In even more self-defeating fashion, Biden confessed that it would not be possible to ban Russian crude oil or gas, not least because American refiners can’t switch from one crude to another overnight (their processing lines aren’t built to take such changes).
Biden followed this up with another confession, that sanctioning Russia would have an economic impact on the West. He meant a higher energy bill. This was an echo of the former American President Barack Obama’s statement a day earlier on Twitter: “There may be some economic consequences to such sanctions, given Russia’s significant role in world energy markets. But that’s a price we should be willing to pay to take a stand on the side of freedom.”
NATO’s Stoltenberg said the same thing in his last press conference: “NATO Allies and the European Union have already introduced significant sanctions. We must stand ready to do more. Even if it means we have to pay a price…” (emphasis by the writer).

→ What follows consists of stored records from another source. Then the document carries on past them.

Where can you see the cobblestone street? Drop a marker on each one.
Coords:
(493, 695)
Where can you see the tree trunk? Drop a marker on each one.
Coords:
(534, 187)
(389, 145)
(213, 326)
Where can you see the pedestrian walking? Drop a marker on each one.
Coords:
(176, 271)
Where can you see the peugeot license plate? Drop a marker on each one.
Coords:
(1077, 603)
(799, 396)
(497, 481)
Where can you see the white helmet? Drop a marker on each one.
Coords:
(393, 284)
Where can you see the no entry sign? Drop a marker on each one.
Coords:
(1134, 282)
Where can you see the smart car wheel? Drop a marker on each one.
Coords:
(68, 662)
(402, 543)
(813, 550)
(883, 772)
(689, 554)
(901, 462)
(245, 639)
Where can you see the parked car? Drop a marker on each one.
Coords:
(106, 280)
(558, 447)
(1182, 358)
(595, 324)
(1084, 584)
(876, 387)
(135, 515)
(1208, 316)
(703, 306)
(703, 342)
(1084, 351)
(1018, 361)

So, the West can’t hurt Russia without hurting itself, but people are supposed to join in because it is the decent thing to do. Maybe, although, in that case, here’s wishing good luck to the US Democratic Party in selling that morality play to their voters as a crucial set of mid-term elections approaches. According to pollsters, the Democrats could well lose the key states of Maine, Minnesota, Michigan, Nevada, Wisconsin, and Pennsylvania if this is kept up.
Elsewhere, the British government rashly banned Russian carriers from their skies, only to be hit with a reciprocal ban by the Russians. This means that eastward-bound British airline flights will now have to take a longer, costlier, southward route over Asia instead of the short route through Russia that they normally took.

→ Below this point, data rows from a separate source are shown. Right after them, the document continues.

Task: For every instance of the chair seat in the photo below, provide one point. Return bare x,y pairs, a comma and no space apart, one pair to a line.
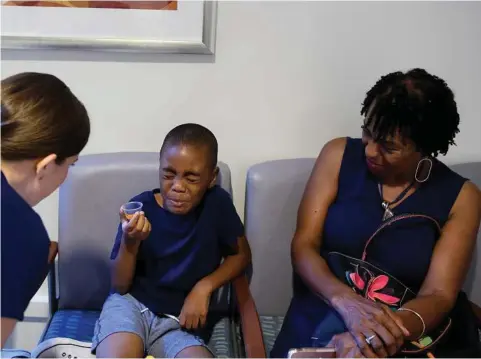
79,325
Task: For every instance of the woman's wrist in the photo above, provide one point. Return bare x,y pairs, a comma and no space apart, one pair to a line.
339,300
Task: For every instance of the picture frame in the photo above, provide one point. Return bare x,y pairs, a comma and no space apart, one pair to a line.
189,30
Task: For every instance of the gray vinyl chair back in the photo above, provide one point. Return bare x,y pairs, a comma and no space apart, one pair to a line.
472,285
273,193
90,200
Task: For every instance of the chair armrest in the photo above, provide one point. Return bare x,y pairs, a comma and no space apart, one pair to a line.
52,252
477,313
250,324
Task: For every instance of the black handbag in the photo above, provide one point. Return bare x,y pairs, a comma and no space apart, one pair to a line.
375,284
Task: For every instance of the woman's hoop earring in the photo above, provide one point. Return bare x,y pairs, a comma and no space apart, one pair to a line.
416,175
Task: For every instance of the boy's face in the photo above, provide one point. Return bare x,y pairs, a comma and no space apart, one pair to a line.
185,175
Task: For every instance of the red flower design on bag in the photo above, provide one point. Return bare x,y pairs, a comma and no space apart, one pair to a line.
373,287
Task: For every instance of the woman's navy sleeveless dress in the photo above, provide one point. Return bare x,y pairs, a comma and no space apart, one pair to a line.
352,219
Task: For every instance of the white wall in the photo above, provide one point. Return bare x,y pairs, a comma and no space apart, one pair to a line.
286,78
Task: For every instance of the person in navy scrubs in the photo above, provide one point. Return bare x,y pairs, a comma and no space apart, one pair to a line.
44,127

The Dutch bravely announced that they are dispatching 200 anti-air missiles to Ukraine, but with most airports there either out of action or in Russia control, one wonders how and when these missiles will reach the Ukrainians, or if the conflict will still be on by the time such help reaches.
It was more of the same at the United Nations, where Russia vetoed a Security Council resolution condemning the Russian invasion of Ukraine. India wisely abstained (to be discussed separately in a forthcoming piece).
So, if it is still largely business as usual, what sanctions are we talking about then? One was that Russia was now banned from participating in the Eurovision song contest. A second was that the UEFA Champions League soccer finals, scheduled to be held in St Petersburg, Russia, would now be played in Paris. A third is that President Putin and his Foreign Minister Lavrov are to be sanctioned personally (whatever that means).
Therefore, it is clear that thus far the West, led by America, has tied itself up in knots with sanctions on Russia, and made a mockery of defending Ukraine’s sovereignty. This loss of face and credibility will prove expensive for NATO in time to come, and cause a rise of ignoble ambitions in Eastern Asia. India will have to tread very carefully from here on.